A São, a nossa convidada desta sessão, assistiu a uma conferência do António Lobo Antunes em que o autor refere esta história, verídica, de uma paciente sua e dizia na altura que um dia haveria de contá-la. Falámos um pouco sobre o próprio autor e a sua personalidade difícil. A Jennifer ficou com uma opinião negativa do seu carácter, pelas entrevistas que leu e viu na televisão. A São discordou, considerando-o um ser humano excepcional, apenas uma pessoa tímida. A Rita também discordou e remeteu para uma entrevista que foi publicada como livro e que ela tem (falhou-me a referência bibliográfica). A Jennifer também admitiu que nas crónicas que Lobo Antunes publica na Visão parece ser uma pessoa genuinamente tocada pela dor dos outros. A Rita referiu ainda que, pela leitura que fez dessas entrevistas e da fotobiografia do autor, lhe parece que muitas das situações narradas no livro lhe parecem auto-biográficas, como, por exemplo, a relação que o protagonista estabelece com as filhas, o facto de quase todas as personagens cultivarem a solidão. Eu referi ainda a personagem do médico psicanalista, que poderá ter funcionado como um alter-ego do autor. A Ana Cristina, ainda no que diz respeito à personalidade do autor, contou um episódio engraçado. Quando perguntaram ao pai do Lobo Antunes o que achava de irem publicar uma fotobiografia do filho espantou-se muito e disse: “Mas porquê? A vida dele não tem interesse nenhum!”. Outra possível marca autobiográfica na obra é o facto do personagem principal ser uma pessoa muito marcada pela guerra em África, tal como Lobo Antunes que a refere em quase todas as suas obras.
A Rita também mencionou que, de todas as obras de Lobo Antunes que já leu, esta é a primeira em que aparece uma referência ao próprio acto da escrita. Eu lembrei uma passagem em que aparece no texto que um determinado pormenor foi inventado pelo António Lobo Antunes, na tentativa de melhorar o romance. Na última narrativa refere também a dificuldade em dar a obra por terminada. E a certa altura atribui a autoria do enredo à filha da madrinha da mãe do pimpolho, enquanto intermediária entre o autor e todas as outras personagens. Eu lembrei ainda uma passagem em que “explica” a estrutura narrativa do livro: uma história de amor, inventada por esta personagem, e colocada na boca de cada uma das outras personagens que se relacionaram com os amantes.

Tivemos algumas dúvidas quanto ao destino de algumas personagens, nomeadamente se a Raquel se teria suicidado com comprimidos, ou se a senhora amante do pimpolho se teria afogado. A propósito destas dificuldades na interpretação do texto, a Ana “queixou-se” que essas dificuldades, as coisas deixadas em aberto, as imprecisões a desmotivaram na leitura, ao que a Rita lhe respondeu com graça que, como disse o Umberto Eco, a obra era aberta. A Rosária também se manifestou algo incomodada com todas as coisas supérfluas que enchem o texto, o ruído criado por aquelas repetições de frases, palavras. Eu respondi-lhe que isso era o universo das obsessões de cada uma das personagens a manifestar-se.
A Ana Lúcia também teve uma saída engraçada. Disse que era curioso que estivéssemos a ler este livro numa altura em que surgem tantas entrevistas com a pintora Paula Rego, e que estava perfeitamente a ver a Paula Rego a pintar algumas cenas e personagens do livro.
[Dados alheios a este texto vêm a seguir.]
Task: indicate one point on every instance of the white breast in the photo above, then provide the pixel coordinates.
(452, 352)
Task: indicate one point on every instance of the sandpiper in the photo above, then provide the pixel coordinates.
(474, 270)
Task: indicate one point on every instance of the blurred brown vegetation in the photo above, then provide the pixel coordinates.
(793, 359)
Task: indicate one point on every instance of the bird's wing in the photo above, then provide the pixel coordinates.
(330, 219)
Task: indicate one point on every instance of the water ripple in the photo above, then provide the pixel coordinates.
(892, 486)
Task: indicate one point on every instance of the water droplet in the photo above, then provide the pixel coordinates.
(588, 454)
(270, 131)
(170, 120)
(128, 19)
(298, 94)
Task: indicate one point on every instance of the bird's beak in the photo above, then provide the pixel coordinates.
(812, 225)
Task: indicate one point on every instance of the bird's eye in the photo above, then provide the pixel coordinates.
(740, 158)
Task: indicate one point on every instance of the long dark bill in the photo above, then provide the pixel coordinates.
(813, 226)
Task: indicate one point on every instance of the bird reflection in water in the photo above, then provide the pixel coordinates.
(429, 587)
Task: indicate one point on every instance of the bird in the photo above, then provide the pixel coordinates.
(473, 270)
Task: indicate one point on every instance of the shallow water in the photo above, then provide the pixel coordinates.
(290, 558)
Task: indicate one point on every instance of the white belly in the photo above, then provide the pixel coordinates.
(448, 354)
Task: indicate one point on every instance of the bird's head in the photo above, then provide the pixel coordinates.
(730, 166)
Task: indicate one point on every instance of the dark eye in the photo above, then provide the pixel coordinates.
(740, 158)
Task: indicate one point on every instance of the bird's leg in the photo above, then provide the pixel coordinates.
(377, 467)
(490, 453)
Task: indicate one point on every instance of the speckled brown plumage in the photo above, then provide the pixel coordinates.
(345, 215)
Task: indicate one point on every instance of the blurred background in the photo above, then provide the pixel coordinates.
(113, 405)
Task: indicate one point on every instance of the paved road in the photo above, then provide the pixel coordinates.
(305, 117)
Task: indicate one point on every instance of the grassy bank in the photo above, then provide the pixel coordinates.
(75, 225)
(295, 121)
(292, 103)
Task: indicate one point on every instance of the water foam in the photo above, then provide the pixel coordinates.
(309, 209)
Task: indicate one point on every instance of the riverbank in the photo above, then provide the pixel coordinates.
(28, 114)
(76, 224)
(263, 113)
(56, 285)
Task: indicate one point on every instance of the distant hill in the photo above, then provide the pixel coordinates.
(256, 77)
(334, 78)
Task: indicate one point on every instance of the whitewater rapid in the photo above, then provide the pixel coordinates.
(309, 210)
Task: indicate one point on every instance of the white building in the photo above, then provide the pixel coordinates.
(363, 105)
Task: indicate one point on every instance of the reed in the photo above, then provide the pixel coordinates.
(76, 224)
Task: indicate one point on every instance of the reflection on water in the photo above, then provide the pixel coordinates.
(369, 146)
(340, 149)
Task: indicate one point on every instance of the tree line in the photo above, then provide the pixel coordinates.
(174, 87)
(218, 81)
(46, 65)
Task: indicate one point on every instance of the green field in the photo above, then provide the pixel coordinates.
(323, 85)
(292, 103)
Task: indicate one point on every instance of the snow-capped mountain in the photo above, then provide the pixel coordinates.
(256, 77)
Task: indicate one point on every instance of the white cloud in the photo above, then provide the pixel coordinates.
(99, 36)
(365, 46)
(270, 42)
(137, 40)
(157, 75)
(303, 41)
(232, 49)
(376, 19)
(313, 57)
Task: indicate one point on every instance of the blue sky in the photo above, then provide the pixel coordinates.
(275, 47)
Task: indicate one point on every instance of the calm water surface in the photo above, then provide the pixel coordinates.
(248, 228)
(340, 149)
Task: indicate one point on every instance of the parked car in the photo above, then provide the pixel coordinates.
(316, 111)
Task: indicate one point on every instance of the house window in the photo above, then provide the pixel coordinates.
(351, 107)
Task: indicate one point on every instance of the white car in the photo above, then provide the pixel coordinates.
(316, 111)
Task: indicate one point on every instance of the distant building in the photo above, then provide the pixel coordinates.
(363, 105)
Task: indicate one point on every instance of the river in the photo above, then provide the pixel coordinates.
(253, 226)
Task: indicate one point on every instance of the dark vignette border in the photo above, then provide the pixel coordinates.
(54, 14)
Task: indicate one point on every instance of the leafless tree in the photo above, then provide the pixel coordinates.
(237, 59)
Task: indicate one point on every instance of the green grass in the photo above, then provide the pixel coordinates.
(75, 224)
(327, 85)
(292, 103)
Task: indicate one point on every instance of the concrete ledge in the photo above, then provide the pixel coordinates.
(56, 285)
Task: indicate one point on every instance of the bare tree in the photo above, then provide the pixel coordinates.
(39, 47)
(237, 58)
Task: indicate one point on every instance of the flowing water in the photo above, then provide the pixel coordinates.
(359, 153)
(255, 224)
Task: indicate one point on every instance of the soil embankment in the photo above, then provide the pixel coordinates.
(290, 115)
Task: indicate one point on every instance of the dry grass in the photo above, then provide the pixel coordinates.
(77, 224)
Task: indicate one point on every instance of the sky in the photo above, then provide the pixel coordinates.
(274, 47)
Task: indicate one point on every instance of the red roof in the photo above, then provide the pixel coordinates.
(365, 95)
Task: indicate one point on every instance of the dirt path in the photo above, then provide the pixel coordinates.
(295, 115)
No geral, e resumindo, tivemos três pessoas que aderiram completamente ao livro. A Rita achou lindo e muito comovente. A Ana Cristina adorou, e eu achei também muito tocante, e achei que o estilo no qual está escrito não é minimamente artificial mas que se coaduna perfeitamente com a história que está a ser contada e a forma como isso é feito. Marca a diferença e torna o livro verdadeiramente excepcional. O resto das leitoras foram mais cépticas, mas o livro acabou por nos fornecer matéria para uma discussão bastante animada e muito profícua.

Pois é… Desta vez ficámos sem uma “acta” decente da nossa última reunião… É que a discussão de “Oracle Night”, de Paul Auster, foi tão animada, tão caótica, que perdi completamente o fio à meada e fiquei com pouca vontade de escrever um resumo daquela verdadeira gritaria. E agora, passado tanto tempo, devo reconhecer que já nem seria capaz de reconstituir as discussões das quais fiz parte. Mas não queria deixar de referir que foi muito participada.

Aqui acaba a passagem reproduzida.